Poster Presentation 2025 National Cancer Survivorship Conference

A Randomised Controlled Trial: Evaluating the Sleep Cancer Rest (SleepCaRe) Trial for Improving Anxiety and Depression in Women Patients Undergoing Chemotherapy for Breast Cancer (#109)

Rebecca Wallace 1 , Maria Ftanou 2 , Daphne Day 3 , Justine Diggens 2 , Marliese Alexander 2 , Bei Bei 1 , Trang Thuy Do 1 , Ivy Hsieh 1 , Jess Wilson 1 , Andrew Phillips 4 , Duncan Mortimer 4 , Michelle White 3 , Veronica Aedo Lopez 3 , Lesley Stafford 5 , Sharad Sharma 6 , Sheila Garland 7 , Frances Boyle 8 , Robert Blum 9 , Prudence Francis 2 , Joshua Wiley 1
  1. School of Psychological Sciences and Turner Institute for Brain and Mental Health, Monash University, Melbourne, Victoria, Australia
  2. Peter MacCallum Cancer Centre, Melbourne, Victoria, Australia
  3. Monash Health, Melbourne, Victoria, Australia
  4. Monash University, Melbourne, Victoria, Australia
  5. Department of Surgery, University of Melbourne, Melbourne, Victoria, Australia
  6. Ballarat Regional Integrated Cancer Centre, Ballarat Health Services - Grampians Health, Ballarat, Victoria, Australia
  7. Memorial University of Newfoundland, Newfoundland, Canada
  8. Mater Hospital North Sydney, Sydney, New South Wales, Australia
  9. Bendigo Cancer Centre, Bendigo, Victoria, Australia

Background/Aims: Cancer patients face an elevated risk of anxiety and depression compared to the general population. This abstract presents data for the trial secondary aims of effects of sleep interventions on anxiety and depression among early or advanced stage breast cancer patients undergoing chemotherapy.

 

Methods/Results: This six-week remotely delivered randomised controlled trial compared Cognitive Behavioural Therapy for Insomnia (CBT-I), Bright Light Therapy (BLT), their combination (CBT-I+BLT), and an active control (Sleep Hygiene Education, SHE) on self-reported PROMIS anxiety and depression symptom measures in women undergoing chemotherapy (N = 219; 100% female). All interventions involved emails and therapist-assisted consultations tailored to cancer patients. Each treatment condition provided varying therapeutic and psychoeducational content (e.g., CBT-I’s behavioural/cognitive strategies, BLT’s structured morning light exposure).


Depression and anxiety scores were within normal-mild ranges at baseline (M = 52.97, SD = 7.89; M = 56.41, SD = 7.87, respectively). Main effects analyses revealed no significant between-group differences (p > .098 for all) at six-weeks. Specifically, differences ranged from -1.53 to 1.20 for depression, and -3.00 to 0.90 for anxiety.

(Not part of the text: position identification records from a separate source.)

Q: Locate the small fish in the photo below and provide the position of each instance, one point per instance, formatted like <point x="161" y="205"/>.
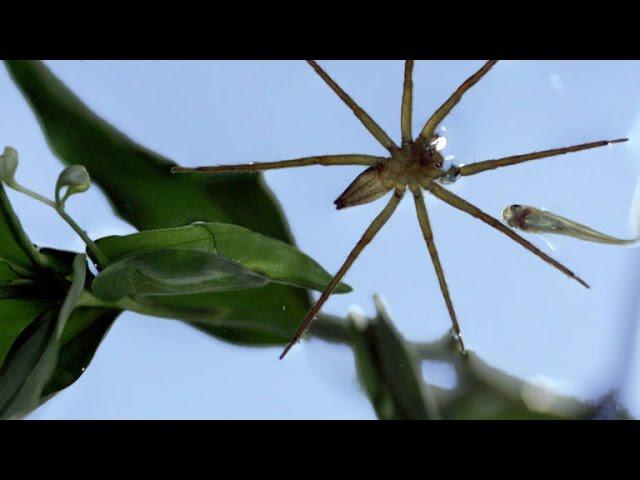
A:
<point x="530" y="219"/>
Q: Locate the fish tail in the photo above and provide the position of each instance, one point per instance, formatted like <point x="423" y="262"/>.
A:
<point x="634" y="213"/>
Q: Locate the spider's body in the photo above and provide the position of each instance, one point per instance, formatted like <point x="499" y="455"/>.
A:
<point x="408" y="167"/>
<point x="414" y="165"/>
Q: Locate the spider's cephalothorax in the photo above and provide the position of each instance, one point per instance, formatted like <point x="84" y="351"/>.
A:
<point x="415" y="165"/>
<point x="409" y="166"/>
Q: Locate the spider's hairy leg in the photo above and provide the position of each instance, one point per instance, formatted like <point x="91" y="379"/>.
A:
<point x="425" y="226"/>
<point x="443" y="111"/>
<point x="363" y="116"/>
<point x="407" y="103"/>
<point x="368" y="235"/>
<point x="457" y="202"/>
<point x="516" y="159"/>
<point x="351" y="159"/>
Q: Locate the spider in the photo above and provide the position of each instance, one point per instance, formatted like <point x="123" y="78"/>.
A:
<point x="415" y="165"/>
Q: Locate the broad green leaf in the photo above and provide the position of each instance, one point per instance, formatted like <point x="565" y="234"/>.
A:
<point x="141" y="188"/>
<point x="272" y="258"/>
<point x="15" y="315"/>
<point x="388" y="370"/>
<point x="31" y="362"/>
<point x="8" y="275"/>
<point x="172" y="272"/>
<point x="139" y="182"/>
<point x="260" y="316"/>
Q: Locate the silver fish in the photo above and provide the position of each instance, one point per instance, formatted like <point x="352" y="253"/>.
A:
<point x="531" y="219"/>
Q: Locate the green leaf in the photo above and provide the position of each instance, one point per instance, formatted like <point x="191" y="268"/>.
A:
<point x="139" y="182"/>
<point x="485" y="392"/>
<point x="31" y="362"/>
<point x="82" y="335"/>
<point x="15" y="247"/>
<point x="15" y="315"/>
<point x="141" y="188"/>
<point x="272" y="258"/>
<point x="260" y="316"/>
<point x="172" y="272"/>
<point x="388" y="369"/>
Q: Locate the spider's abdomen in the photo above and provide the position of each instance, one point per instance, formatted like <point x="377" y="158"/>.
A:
<point x="367" y="187"/>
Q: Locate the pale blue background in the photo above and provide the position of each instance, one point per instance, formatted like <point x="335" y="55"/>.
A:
<point x="516" y="312"/>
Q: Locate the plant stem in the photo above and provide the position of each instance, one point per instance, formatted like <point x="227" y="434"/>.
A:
<point x="95" y="251"/>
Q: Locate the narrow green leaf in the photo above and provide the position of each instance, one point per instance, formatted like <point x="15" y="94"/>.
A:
<point x="172" y="272"/>
<point x="31" y="362"/>
<point x="388" y="370"/>
<point x="272" y="258"/>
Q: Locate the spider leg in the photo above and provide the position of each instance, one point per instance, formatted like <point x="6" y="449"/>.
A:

Within-group effects analysis at six-weeks indicated significant reductions in depression and anxiety across all groups (p < .022). For depression, reductions were observed in SHE (-2.17 [-3.80, -0.55], p = 0.009), BLT (-1.87 [-3.47, -0.27], p = 0.022), CBT (-3.70 [-5.39, -2.02], p < 0.001), and CBT-I+BLT (-2.19 [-4.03, -0.35], p = 0.019). For anxiety, significant improvements were observed in SHE (-3.17 [-4.89, -1.46], p < 0.001), BLT (-2.28 [-3.97, -0.58], p = 0.009), CBT (-2.96 [-4.75, -1.18], p = 0.001), and CBT-I+BLT (-5.07 [-7.01, -3.12], p < 0.001), with CBT-I+BLT showing the largest reduction in anxiety.

 

Conclusions: While there were no significant differences between intervention groups, all interventions demonstrated within-group improvements in depression and anxiety, suggesting that sleep-focused interventions may support mental health in breast cancer patients undergoing chemotherapy.